OTOH, I know people who, when asked that question will tell you the war stories of trying to put their kid to bed at night, having to listen to them cry for an hour, trying to find food that they’ll eat, spending the better part of the day just making sure they weren’t putting things in their mouth, coming home to find the baby sitters ready to pull their hair out (and not wanting to babysit again for them), doc/ER visits 10-12 times per year because they were always coming down with something or hurting themselves etc…

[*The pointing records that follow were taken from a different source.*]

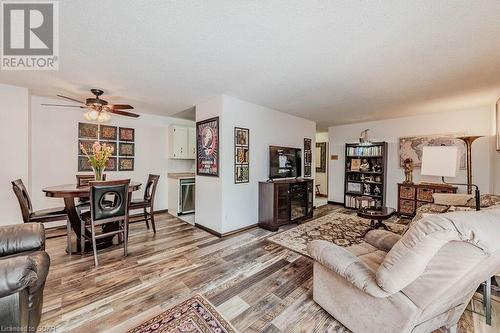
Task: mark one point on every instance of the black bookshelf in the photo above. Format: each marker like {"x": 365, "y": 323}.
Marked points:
{"x": 370, "y": 181}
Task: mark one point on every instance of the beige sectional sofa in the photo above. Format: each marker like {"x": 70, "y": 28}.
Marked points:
{"x": 417, "y": 282}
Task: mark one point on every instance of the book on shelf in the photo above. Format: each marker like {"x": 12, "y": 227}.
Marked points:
{"x": 355, "y": 164}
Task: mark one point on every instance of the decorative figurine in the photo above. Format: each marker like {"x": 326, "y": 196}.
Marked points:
{"x": 367, "y": 189}
{"x": 365, "y": 166}
{"x": 377, "y": 167}
{"x": 363, "y": 137}
{"x": 408, "y": 168}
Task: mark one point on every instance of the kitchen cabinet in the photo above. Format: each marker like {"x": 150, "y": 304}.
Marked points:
{"x": 182, "y": 142}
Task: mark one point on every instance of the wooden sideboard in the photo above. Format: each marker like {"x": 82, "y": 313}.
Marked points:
{"x": 412, "y": 196}
{"x": 285, "y": 201}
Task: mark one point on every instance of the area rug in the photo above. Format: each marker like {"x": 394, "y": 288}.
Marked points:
{"x": 337, "y": 227}
{"x": 195, "y": 315}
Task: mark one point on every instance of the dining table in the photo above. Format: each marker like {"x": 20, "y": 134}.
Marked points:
{"x": 70, "y": 192}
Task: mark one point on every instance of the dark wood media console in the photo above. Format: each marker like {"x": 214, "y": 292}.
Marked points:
{"x": 285, "y": 201}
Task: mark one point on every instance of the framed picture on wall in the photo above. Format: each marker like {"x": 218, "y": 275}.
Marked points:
{"x": 241, "y": 155}
{"x": 125, "y": 164}
{"x": 108, "y": 132}
{"x": 126, "y": 149}
{"x": 321, "y": 157}
{"x": 126, "y": 134}
{"x": 307, "y": 157}
{"x": 207, "y": 147}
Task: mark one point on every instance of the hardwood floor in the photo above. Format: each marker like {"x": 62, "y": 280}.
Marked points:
{"x": 256, "y": 285}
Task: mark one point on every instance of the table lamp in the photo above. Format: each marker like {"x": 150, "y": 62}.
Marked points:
{"x": 444, "y": 161}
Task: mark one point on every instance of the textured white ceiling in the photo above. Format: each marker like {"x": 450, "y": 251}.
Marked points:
{"x": 330, "y": 61}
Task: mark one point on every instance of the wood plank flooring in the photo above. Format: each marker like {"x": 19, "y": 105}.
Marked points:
{"x": 256, "y": 285}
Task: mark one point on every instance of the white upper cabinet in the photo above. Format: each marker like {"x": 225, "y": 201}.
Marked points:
{"x": 182, "y": 142}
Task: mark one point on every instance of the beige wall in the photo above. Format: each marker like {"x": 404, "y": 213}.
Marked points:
{"x": 14, "y": 138}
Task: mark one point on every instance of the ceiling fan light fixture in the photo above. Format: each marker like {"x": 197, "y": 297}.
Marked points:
{"x": 103, "y": 117}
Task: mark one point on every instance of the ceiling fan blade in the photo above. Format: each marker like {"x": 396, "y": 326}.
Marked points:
{"x": 71, "y": 99}
{"x": 67, "y": 106}
{"x": 123, "y": 113}
{"x": 120, "y": 106}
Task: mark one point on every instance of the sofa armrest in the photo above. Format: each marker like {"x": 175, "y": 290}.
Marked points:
{"x": 16, "y": 273}
{"x": 346, "y": 265}
{"x": 19, "y": 238}
{"x": 382, "y": 239}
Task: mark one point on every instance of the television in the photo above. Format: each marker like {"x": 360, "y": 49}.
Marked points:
{"x": 284, "y": 162}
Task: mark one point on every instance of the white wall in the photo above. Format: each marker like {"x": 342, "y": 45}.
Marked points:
{"x": 14, "y": 138}
{"x": 54, "y": 148}
{"x": 208, "y": 193}
{"x": 475, "y": 121}
{"x": 322, "y": 177}
{"x": 238, "y": 203}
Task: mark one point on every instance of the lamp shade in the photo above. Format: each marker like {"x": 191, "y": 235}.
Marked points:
{"x": 440, "y": 161}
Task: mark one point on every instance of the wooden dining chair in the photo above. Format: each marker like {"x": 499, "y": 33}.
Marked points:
{"x": 102, "y": 213}
{"x": 148, "y": 201}
{"x": 40, "y": 216}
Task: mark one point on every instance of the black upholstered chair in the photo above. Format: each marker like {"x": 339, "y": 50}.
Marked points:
{"x": 102, "y": 212}
{"x": 44, "y": 215}
{"x": 148, "y": 201}
{"x": 24, "y": 266}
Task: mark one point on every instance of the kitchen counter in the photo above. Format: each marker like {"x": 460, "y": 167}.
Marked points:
{"x": 181, "y": 175}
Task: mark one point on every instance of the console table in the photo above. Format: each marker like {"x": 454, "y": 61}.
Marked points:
{"x": 284, "y": 201}
{"x": 412, "y": 196}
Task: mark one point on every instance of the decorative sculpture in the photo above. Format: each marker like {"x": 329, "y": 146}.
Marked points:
{"x": 408, "y": 168}
{"x": 365, "y": 165}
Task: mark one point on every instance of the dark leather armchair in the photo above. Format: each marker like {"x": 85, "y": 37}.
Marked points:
{"x": 24, "y": 266}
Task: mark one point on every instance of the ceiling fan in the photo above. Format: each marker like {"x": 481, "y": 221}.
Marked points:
{"x": 98, "y": 109}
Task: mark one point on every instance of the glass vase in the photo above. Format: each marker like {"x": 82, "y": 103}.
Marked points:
{"x": 98, "y": 172}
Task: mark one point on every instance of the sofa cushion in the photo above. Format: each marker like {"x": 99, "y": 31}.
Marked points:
{"x": 409, "y": 257}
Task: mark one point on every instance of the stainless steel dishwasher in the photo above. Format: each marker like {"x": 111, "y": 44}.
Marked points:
{"x": 186, "y": 195}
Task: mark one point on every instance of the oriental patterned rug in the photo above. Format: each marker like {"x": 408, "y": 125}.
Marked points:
{"x": 195, "y": 315}
{"x": 342, "y": 227}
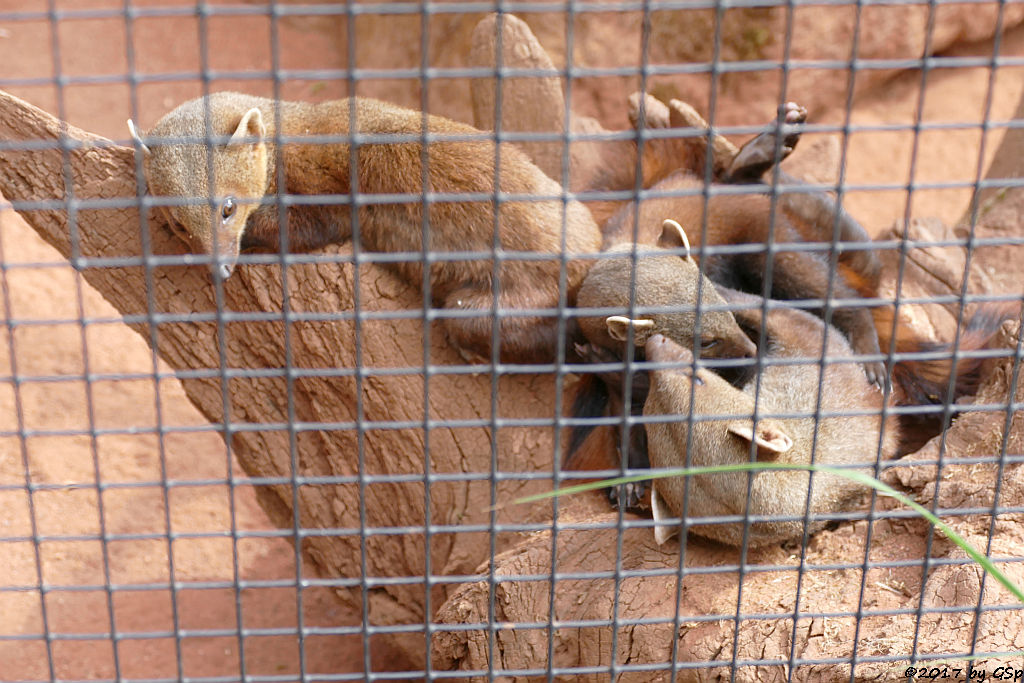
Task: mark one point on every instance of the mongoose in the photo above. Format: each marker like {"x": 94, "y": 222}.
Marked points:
{"x": 665, "y": 299}
{"x": 238, "y": 160}
{"x": 716, "y": 427}
{"x": 751, "y": 219}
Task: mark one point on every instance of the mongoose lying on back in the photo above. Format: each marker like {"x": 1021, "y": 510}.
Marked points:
{"x": 240, "y": 169}
{"x": 752, "y": 219}
{"x": 786, "y": 394}
{"x": 667, "y": 288}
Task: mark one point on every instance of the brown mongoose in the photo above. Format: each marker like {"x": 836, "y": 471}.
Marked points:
{"x": 723, "y": 219}
{"x": 238, "y": 160}
{"x": 667, "y": 291}
{"x": 667, "y": 288}
{"x": 792, "y": 333}
{"x": 717, "y": 427}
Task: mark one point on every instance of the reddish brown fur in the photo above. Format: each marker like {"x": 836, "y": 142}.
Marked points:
{"x": 316, "y": 168}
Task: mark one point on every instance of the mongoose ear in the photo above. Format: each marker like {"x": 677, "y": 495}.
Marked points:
{"x": 674, "y": 237}
{"x": 250, "y": 126}
{"x": 770, "y": 439}
{"x": 619, "y": 328}
{"x": 138, "y": 138}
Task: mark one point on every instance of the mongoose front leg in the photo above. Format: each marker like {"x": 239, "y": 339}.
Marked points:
{"x": 759, "y": 156}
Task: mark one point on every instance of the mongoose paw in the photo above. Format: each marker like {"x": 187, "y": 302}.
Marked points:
{"x": 471, "y": 357}
{"x": 631, "y": 495}
{"x": 792, "y": 114}
{"x": 876, "y": 373}
{"x": 655, "y": 114}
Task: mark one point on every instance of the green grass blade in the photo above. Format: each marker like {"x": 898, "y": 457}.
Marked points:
{"x": 859, "y": 477}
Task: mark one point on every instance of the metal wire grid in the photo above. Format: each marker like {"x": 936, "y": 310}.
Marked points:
{"x": 244, "y": 636}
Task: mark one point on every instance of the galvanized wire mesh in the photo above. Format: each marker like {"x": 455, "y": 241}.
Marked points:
{"x": 138, "y": 552}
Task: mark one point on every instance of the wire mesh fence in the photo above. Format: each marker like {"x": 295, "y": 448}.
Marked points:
{"x": 279, "y": 367}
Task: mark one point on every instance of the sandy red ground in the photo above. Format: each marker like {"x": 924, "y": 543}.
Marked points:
{"x": 49, "y": 418}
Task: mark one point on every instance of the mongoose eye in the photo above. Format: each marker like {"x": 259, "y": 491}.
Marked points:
{"x": 227, "y": 208}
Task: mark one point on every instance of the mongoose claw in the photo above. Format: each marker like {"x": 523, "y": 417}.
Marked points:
{"x": 631, "y": 495}
{"x": 876, "y": 372}
{"x": 760, "y": 155}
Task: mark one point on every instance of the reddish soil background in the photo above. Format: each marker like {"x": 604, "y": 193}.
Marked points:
{"x": 49, "y": 417}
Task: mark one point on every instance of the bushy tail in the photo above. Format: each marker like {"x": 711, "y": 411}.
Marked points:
{"x": 927, "y": 381}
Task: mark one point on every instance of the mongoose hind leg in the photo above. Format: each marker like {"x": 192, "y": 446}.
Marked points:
{"x": 521, "y": 337}
{"x": 759, "y": 156}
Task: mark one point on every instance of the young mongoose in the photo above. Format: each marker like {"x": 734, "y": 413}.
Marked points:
{"x": 717, "y": 427}
{"x": 666, "y": 290}
{"x": 752, "y": 219}
{"x": 227, "y": 147}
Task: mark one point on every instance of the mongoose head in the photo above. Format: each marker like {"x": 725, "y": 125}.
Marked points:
{"x": 716, "y": 427}
{"x": 215, "y": 174}
{"x": 668, "y": 285}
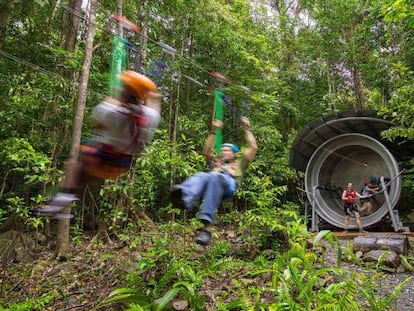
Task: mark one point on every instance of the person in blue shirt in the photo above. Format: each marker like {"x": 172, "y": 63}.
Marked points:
{"x": 225, "y": 172}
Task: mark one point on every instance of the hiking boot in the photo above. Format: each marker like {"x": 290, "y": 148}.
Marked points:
{"x": 176, "y": 197}
{"x": 203, "y": 237}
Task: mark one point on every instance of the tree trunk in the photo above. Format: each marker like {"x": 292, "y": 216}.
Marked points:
{"x": 4, "y": 17}
{"x": 64, "y": 224}
{"x": 72, "y": 26}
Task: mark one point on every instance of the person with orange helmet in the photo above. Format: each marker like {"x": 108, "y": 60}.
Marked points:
{"x": 123, "y": 126}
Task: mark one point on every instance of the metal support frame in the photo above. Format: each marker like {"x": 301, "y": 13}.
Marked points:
{"x": 314, "y": 226}
{"x": 395, "y": 217}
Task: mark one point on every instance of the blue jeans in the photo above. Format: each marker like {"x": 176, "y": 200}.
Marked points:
{"x": 212, "y": 188}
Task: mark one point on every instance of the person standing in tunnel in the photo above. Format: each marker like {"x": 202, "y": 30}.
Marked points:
{"x": 349, "y": 196}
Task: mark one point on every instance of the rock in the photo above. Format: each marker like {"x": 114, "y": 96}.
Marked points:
{"x": 388, "y": 258}
{"x": 364, "y": 244}
{"x": 180, "y": 304}
{"x": 398, "y": 245}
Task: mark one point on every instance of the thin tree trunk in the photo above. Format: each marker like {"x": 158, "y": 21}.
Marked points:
{"x": 62, "y": 246}
{"x": 72, "y": 25}
{"x": 4, "y": 17}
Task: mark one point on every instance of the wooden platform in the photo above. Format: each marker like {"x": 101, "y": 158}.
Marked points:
{"x": 353, "y": 234}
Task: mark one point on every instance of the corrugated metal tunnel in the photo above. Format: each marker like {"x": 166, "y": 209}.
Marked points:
{"x": 349, "y": 158}
{"x": 341, "y": 148}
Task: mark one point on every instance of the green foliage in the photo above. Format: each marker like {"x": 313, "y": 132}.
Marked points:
{"x": 369, "y": 289}
{"x": 34, "y": 304}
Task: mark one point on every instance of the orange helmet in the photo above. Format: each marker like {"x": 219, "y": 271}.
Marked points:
{"x": 137, "y": 84}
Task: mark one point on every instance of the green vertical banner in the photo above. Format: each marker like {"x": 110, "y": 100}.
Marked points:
{"x": 218, "y": 115}
{"x": 118, "y": 65}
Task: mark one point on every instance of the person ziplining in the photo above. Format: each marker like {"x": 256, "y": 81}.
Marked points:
{"x": 220, "y": 181}
{"x": 124, "y": 123}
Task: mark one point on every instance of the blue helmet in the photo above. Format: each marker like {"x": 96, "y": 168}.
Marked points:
{"x": 233, "y": 147}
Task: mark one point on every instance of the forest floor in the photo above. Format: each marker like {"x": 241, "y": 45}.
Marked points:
{"x": 94, "y": 270}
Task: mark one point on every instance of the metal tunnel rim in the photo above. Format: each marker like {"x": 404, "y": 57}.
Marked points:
{"x": 328, "y": 149}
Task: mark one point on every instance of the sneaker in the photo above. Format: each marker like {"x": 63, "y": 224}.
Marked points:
{"x": 204, "y": 237}
{"x": 176, "y": 197}
{"x": 57, "y": 204}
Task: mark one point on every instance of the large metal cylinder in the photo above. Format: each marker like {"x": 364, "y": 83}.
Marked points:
{"x": 350, "y": 157}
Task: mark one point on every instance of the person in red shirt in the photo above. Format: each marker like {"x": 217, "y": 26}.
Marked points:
{"x": 349, "y": 196}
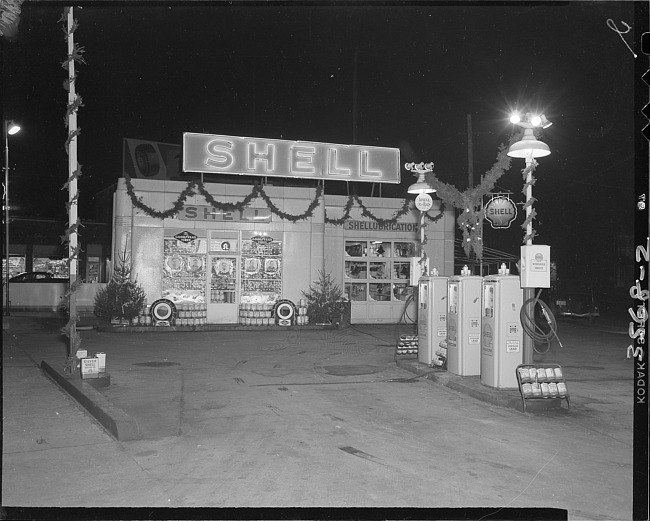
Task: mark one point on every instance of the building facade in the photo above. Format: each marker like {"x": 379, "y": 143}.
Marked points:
{"x": 204, "y": 246}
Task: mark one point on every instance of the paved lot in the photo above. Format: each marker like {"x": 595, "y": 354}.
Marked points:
{"x": 310, "y": 418}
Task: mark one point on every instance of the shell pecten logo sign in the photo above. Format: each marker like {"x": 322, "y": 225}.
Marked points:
{"x": 500, "y": 211}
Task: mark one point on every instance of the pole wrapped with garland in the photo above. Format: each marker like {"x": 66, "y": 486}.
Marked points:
{"x": 75, "y": 55}
{"x": 196, "y": 186}
{"x": 469, "y": 202}
{"x": 529, "y": 180}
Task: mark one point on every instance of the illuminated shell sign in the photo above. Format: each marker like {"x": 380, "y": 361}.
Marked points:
{"x": 500, "y": 211}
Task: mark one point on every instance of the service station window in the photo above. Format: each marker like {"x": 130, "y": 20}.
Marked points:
{"x": 379, "y": 268}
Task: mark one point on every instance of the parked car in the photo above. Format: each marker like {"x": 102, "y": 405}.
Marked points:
{"x": 36, "y": 276}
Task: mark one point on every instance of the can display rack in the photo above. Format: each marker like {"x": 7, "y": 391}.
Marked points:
{"x": 408, "y": 345}
{"x": 440, "y": 356}
{"x": 542, "y": 381}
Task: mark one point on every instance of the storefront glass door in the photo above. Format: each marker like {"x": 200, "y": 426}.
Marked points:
{"x": 223, "y": 289}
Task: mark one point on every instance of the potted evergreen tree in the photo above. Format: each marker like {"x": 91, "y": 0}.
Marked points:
{"x": 325, "y": 303}
{"x": 122, "y": 299}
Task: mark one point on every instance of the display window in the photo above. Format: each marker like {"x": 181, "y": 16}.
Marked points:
{"x": 57, "y": 267}
{"x": 380, "y": 270}
{"x": 261, "y": 269}
{"x": 184, "y": 270}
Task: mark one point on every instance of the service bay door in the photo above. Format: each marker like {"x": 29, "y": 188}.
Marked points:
{"x": 223, "y": 289}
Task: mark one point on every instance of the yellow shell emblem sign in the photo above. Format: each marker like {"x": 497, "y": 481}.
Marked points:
{"x": 500, "y": 211}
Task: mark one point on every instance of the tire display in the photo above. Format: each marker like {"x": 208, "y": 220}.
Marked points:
{"x": 163, "y": 312}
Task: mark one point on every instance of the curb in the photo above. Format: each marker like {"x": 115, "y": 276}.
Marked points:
{"x": 119, "y": 424}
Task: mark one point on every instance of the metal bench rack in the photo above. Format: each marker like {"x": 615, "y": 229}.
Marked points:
{"x": 542, "y": 381}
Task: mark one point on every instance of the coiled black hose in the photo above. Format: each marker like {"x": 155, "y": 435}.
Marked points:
{"x": 532, "y": 329}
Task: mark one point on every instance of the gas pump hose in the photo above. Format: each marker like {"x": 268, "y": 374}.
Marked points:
{"x": 534, "y": 331}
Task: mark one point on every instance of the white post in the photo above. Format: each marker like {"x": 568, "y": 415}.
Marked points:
{"x": 72, "y": 186}
{"x": 6, "y": 132}
{"x": 528, "y": 346}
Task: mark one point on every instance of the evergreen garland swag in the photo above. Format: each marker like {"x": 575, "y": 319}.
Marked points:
{"x": 197, "y": 187}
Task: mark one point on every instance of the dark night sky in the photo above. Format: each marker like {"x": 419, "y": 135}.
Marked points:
{"x": 287, "y": 71}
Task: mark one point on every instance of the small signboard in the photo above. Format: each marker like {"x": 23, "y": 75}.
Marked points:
{"x": 89, "y": 368}
{"x": 185, "y": 237}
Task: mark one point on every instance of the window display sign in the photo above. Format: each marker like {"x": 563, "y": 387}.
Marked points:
{"x": 184, "y": 270}
{"x": 210, "y": 153}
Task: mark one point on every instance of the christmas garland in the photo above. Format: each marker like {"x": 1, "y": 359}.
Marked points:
{"x": 74, "y": 103}
{"x": 469, "y": 201}
{"x": 196, "y": 186}
{"x": 529, "y": 218}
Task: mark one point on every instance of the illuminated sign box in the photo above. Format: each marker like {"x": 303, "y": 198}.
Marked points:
{"x": 216, "y": 154}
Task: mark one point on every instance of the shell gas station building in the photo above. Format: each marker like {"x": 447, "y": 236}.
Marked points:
{"x": 227, "y": 247}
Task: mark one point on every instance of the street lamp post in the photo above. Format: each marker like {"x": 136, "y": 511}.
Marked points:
{"x": 10, "y": 128}
{"x": 529, "y": 148}
{"x": 421, "y": 189}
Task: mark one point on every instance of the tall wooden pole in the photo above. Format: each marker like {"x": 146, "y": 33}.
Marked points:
{"x": 72, "y": 184}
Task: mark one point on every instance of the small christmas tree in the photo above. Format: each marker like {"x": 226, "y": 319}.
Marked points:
{"x": 324, "y": 300}
{"x": 122, "y": 298}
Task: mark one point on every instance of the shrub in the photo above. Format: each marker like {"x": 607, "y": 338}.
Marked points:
{"x": 324, "y": 300}
{"x": 122, "y": 298}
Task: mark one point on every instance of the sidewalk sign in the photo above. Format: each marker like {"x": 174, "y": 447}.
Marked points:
{"x": 89, "y": 368}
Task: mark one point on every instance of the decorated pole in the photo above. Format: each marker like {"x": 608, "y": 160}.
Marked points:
{"x": 74, "y": 171}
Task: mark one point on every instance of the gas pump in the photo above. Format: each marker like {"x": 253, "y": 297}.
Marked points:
{"x": 432, "y": 316}
{"x": 464, "y": 325}
{"x": 501, "y": 331}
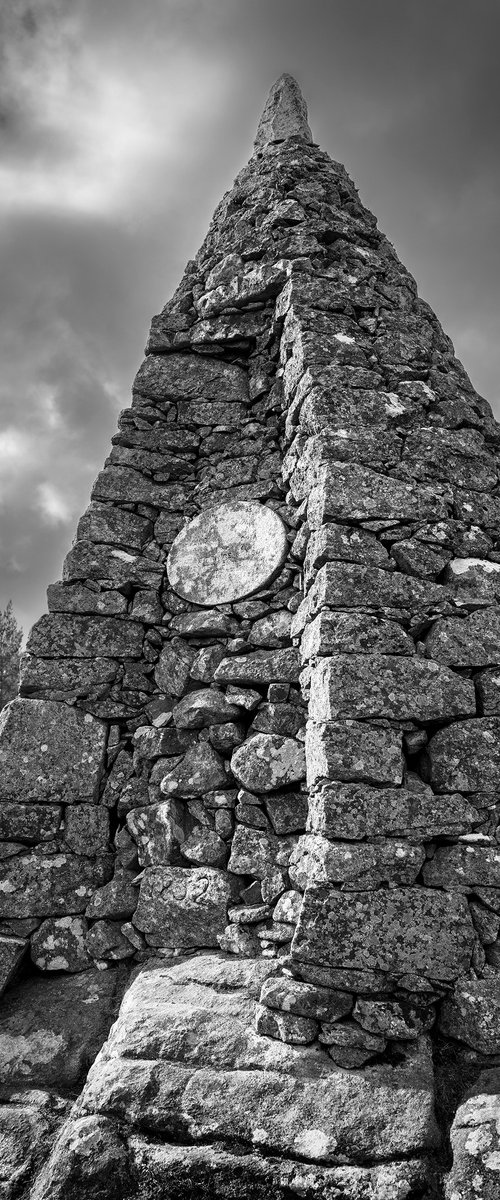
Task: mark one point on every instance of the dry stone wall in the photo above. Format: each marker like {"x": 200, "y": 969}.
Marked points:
{"x": 261, "y": 715}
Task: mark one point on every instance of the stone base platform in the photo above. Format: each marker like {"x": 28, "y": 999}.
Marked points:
{"x": 187, "y": 1099}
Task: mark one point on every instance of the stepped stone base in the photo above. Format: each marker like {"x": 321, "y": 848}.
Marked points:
{"x": 184, "y": 1065}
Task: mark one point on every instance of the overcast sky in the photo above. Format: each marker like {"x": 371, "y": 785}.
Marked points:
{"x": 121, "y": 125}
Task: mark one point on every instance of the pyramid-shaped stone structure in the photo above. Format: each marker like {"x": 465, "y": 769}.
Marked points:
{"x": 257, "y": 744}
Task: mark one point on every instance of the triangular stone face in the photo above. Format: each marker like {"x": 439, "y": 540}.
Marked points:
{"x": 261, "y": 718}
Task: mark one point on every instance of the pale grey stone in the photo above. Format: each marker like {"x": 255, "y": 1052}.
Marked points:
{"x": 354, "y": 751}
{"x": 398, "y": 931}
{"x": 186, "y": 907}
{"x": 263, "y": 667}
{"x": 49, "y": 753}
{"x": 227, "y": 552}
{"x": 356, "y": 867}
{"x": 471, "y": 1014}
{"x": 465, "y": 756}
{"x": 267, "y": 762}
{"x": 59, "y": 945}
{"x": 200, "y": 771}
{"x": 284, "y": 114}
{"x": 355, "y": 810}
{"x": 64, "y": 635}
{"x": 12, "y": 951}
{"x": 359, "y": 685}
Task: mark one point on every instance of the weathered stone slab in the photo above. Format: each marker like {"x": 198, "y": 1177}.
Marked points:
{"x": 176, "y": 377}
{"x": 56, "y": 677}
{"x": 204, "y": 707}
{"x": 488, "y": 690}
{"x": 29, "y": 822}
{"x": 467, "y": 641}
{"x": 465, "y": 757}
{"x": 267, "y": 762}
{"x": 359, "y": 685}
{"x": 227, "y": 552}
{"x": 173, "y": 669}
{"x": 348, "y": 491}
{"x": 337, "y": 541}
{"x": 344, "y": 633}
{"x": 40, "y": 885}
{"x": 12, "y": 951}
{"x": 59, "y": 945}
{"x": 378, "y": 449}
{"x": 471, "y": 1014}
{"x": 458, "y": 456}
{"x": 356, "y": 867}
{"x": 115, "y": 527}
{"x": 79, "y": 599}
{"x": 258, "y": 853}
{"x": 284, "y": 115}
{"x": 158, "y": 832}
{"x": 395, "y": 930}
{"x": 184, "y": 907}
{"x": 86, "y": 829}
{"x": 353, "y": 586}
{"x": 475, "y": 1143}
{"x": 121, "y": 485}
{"x": 351, "y": 751}
{"x": 354, "y": 810}
{"x": 463, "y": 865}
{"x": 263, "y": 667}
{"x": 52, "y": 1027}
{"x": 88, "y": 561}
{"x": 198, "y": 1061}
{"x": 49, "y": 753}
{"x": 200, "y": 771}
{"x": 60, "y": 635}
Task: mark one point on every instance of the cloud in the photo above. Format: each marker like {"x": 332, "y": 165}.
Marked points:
{"x": 84, "y": 127}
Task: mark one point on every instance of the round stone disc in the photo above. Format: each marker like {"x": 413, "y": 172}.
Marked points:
{"x": 227, "y": 552}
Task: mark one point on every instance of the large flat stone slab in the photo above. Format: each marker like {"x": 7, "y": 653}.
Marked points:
{"x": 227, "y": 552}
{"x": 359, "y": 685}
{"x": 49, "y": 753}
{"x": 397, "y": 931}
{"x": 184, "y": 1060}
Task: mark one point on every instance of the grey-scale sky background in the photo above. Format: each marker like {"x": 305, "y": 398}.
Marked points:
{"x": 121, "y": 125}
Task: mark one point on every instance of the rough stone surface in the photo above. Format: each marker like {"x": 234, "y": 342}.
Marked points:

Also, I don’t think it’s poorly worded, I think if you’re offended by it, you need to relax because you’re taking it to seriously. I think most parents understand what is meant by good/bad baby…also, don’t forget, we’re talking about a baby, someone under the age of 1 or 2. If someone asked if your 3,4,5…year old was a good or bad child that would have an entirely different meaning.

Joey P is correct. Saying that a baby is not “good” in this context is not a criticism of either baby or parent. Some parents certainly do answer, or volunteer, that their baby is not good. Usually these are people who either have had more than one themselves, or had experience with other babies before their first, so they’re aware of how babies vary. Given good parenting, at least, there is no correlation between how “good” a baby is and how well the older child will behave.

I have kids and always despised that question about “good babies”. I know what they mean, but it always bugged me.